Because the records go from nearly the present all the way back to 1734, "we are talking about making it possible for thousands of families to confidently trace their ancestors back to specific slave vessels" or to other specific documentation about their earliest ancestors in the Caribbean, he said.

The database was compiled from Danish census records, which began systematically in 1841, and comprises slave lists, emancipation, immigration, tax, land, vaccination and church records. While the data is not complete, they have nearly complete lists of all those brought to St. Croix in the last years of the slave trade, Tyson said.

Most of the emancipation records have survived and one is "very complete," he said. That one details St. Croix’s northwest quadrant. "Those are extraordinary because they not only have the names of those freed in 1848 but information on who they were, on their families," Tyson said. "Much of that information cannot be found elsewhere and for those with ancestors (in those locations) they are invaluable," he said.

Churches recorded a lot of valuable information on baptisms, deaths, communions and weddings, "but they did one other thing that is extraordinarily important," Tyson said. "The Moravian Church had Africans who converted say who they were and where they came from in Africa," he said.

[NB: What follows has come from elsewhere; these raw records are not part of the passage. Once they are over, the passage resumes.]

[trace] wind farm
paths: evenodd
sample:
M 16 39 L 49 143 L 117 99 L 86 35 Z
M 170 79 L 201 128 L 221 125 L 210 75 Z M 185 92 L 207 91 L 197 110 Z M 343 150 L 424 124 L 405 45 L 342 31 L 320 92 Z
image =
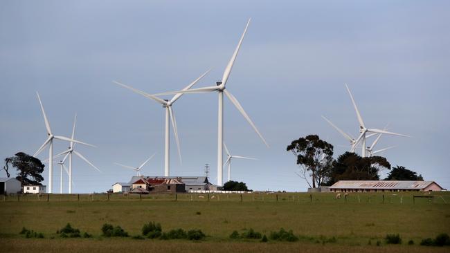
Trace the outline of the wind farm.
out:
M 450 6 L 325 3 L 5 3 L 0 252 L 448 252 Z

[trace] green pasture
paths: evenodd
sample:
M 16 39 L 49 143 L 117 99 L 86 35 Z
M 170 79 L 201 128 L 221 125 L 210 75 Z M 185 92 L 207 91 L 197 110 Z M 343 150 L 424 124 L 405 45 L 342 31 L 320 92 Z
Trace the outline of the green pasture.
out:
M 450 197 L 447 192 L 335 194 L 254 193 L 242 194 L 43 194 L 0 197 L 0 252 L 449 252 L 450 247 L 420 246 L 420 241 L 450 234 Z M 430 196 L 432 198 L 416 198 Z M 202 196 L 202 197 L 200 197 Z M 108 200 L 109 199 L 109 200 Z M 200 242 L 103 238 L 104 223 L 121 226 L 130 236 L 143 225 L 160 223 L 163 231 L 201 229 Z M 56 231 L 70 223 L 91 238 L 62 238 Z M 25 238 L 23 227 L 45 238 Z M 292 229 L 297 242 L 229 238 L 234 230 L 269 235 Z M 403 243 L 386 245 L 387 234 L 399 234 Z M 336 240 L 330 240 L 332 238 Z M 410 240 L 413 245 L 407 245 Z M 377 246 L 379 241 L 381 245 Z M 31 248 L 30 248 L 31 247 Z

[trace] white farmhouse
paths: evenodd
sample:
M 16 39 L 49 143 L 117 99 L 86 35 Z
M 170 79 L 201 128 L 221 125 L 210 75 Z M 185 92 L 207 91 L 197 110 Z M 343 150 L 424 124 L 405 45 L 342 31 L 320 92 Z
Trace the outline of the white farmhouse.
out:
M 20 193 L 20 181 L 14 178 L 0 178 L 0 194 Z
M 44 194 L 46 191 L 45 185 L 24 185 L 24 194 Z
M 113 192 L 116 194 L 118 192 L 129 191 L 129 187 L 131 186 L 131 184 L 129 184 L 127 182 L 116 182 L 112 186 L 113 186 Z

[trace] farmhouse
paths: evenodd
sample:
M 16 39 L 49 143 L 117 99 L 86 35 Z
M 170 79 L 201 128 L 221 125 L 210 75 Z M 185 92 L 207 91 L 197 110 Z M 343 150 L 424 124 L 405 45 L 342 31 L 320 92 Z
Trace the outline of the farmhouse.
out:
M 176 179 L 184 184 L 184 191 L 189 190 L 217 190 L 219 187 L 211 184 L 206 176 L 181 176 L 181 177 L 158 177 L 158 176 L 133 176 L 129 183 L 132 189 L 135 187 L 145 187 L 146 185 L 154 186 L 163 184 L 165 179 Z M 179 185 L 179 184 L 178 184 Z M 178 186 L 179 189 L 179 185 Z
M 45 185 L 24 185 L 24 194 L 44 194 L 46 191 Z
M 436 191 L 444 189 L 434 181 L 340 180 L 330 187 L 334 192 Z
M 20 181 L 14 178 L 0 178 L 0 194 L 20 193 Z
M 112 185 L 113 192 L 128 192 L 131 185 L 128 182 L 116 182 Z

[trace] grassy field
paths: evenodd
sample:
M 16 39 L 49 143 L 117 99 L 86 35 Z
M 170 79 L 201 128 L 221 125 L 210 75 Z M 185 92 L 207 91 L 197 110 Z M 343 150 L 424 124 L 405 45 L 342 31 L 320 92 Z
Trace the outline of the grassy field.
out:
M 449 247 L 419 245 L 424 238 L 450 234 L 450 198 L 436 195 L 413 202 L 410 193 L 350 194 L 347 200 L 334 196 L 251 194 L 242 194 L 242 202 L 240 194 L 218 198 L 212 194 L 209 200 L 208 194 L 143 196 L 142 200 L 138 196 L 114 194 L 109 201 L 105 194 L 94 196 L 93 201 L 89 195 L 80 195 L 80 201 L 75 194 L 51 195 L 49 201 L 46 195 L 39 200 L 37 196 L 8 196 L 0 198 L 0 252 L 450 252 Z M 201 229 L 208 236 L 200 242 L 101 236 L 104 223 L 118 225 L 134 236 L 140 234 L 143 225 L 149 221 L 160 223 L 163 231 Z M 56 230 L 67 223 L 93 237 L 59 237 Z M 22 227 L 42 232 L 45 238 L 25 238 L 19 234 Z M 292 229 L 300 240 L 264 243 L 229 238 L 234 230 L 253 228 L 269 235 L 281 227 Z M 402 244 L 386 244 L 387 234 L 399 234 Z M 407 245 L 410 240 L 413 245 Z M 380 246 L 376 245 L 377 241 Z

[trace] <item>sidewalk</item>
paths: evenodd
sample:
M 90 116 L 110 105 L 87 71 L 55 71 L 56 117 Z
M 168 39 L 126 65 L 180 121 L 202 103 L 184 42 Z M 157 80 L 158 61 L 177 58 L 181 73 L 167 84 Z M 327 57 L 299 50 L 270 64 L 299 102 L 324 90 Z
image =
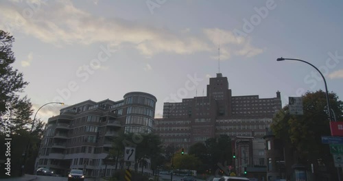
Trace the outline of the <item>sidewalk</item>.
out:
M 25 175 L 20 178 L 8 178 L 5 179 L 1 179 L 1 181 L 33 181 L 37 178 L 36 176 L 32 175 Z

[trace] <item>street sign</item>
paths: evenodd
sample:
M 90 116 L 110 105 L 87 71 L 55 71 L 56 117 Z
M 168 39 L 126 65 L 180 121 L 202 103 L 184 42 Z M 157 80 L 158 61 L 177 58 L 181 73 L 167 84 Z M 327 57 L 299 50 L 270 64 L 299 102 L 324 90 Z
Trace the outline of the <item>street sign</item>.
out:
M 343 155 L 334 154 L 333 161 L 335 162 L 335 167 L 343 167 Z
M 289 114 L 295 115 L 303 115 L 303 99 L 301 97 L 289 97 L 288 108 Z
M 330 153 L 331 154 L 343 154 L 343 145 L 330 145 Z
M 124 150 L 124 161 L 134 161 L 136 157 L 136 148 L 125 147 Z
M 343 144 L 343 137 L 322 136 L 322 143 Z

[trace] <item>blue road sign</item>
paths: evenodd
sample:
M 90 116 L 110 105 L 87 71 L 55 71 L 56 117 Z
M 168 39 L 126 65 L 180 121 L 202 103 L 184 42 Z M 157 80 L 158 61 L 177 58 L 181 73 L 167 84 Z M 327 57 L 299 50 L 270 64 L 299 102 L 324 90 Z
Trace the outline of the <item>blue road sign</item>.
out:
M 322 143 L 343 144 L 343 137 L 322 136 Z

Along with genealogical information, contained within the records are the untold personal life stories of tens of thousands of Crucians over the last several centuries, he said, relating the story of one Abraham Wilhelm of Butlers’ Bay.

"From the slave list of 1794 we learn he was born enslaved on Butler Bay Sugar Plantation, with the name Abraham," Tyson said. "From an inventory of 1795 we learn his mother was named Mary Ann and she was an enslaved field worker."

Other documents tell us Wilhelm was a field laborer until 1818, but became a distiller and then a mason. Vaccination records tell us he once had smallpox. He had a child named Carita, with a woman named Anne Abrahamsen. He converted to the Catholic Church, got married, had no criminal record and was considered to have a "good" moral character. Wilhelm was emancipated in 1848, and continued to work in Butler Bay as a laborer. He passed away from a fever in 1865 in Butler Bay, where he was born and raised. Other records show Wilhelm’s mother was born in Africa and sold as a slave to the owners of Estate Butler Bay from a slave ship belonging to the Royal Africa Company.

Similar stories can be told "with tens of thousands if not close to 100,000 people on this island," Tyson said.

Most of the work on the St. Croix database is complete, but there are about 200,000 more entries to verify and add. Once St. Croix is complete, they hope to produce similar databases for St. Thomas and St. John, he said.

The full collection is not yet available online, but the census data and much of the documentation can be searched for free at VISHA’s website found at http://www.visharoots.org, or it can be searched for a fee at http://www.ancestry.com/virginislands.

Funding for the St. Croix African Roots Project and the population database came from the Carlsberg Foundation of Denmark, the U.S. Department of the Interior and the Solar Foundation of Denmark. VISHA has also contributed over $300,000 in goods and services to the effort.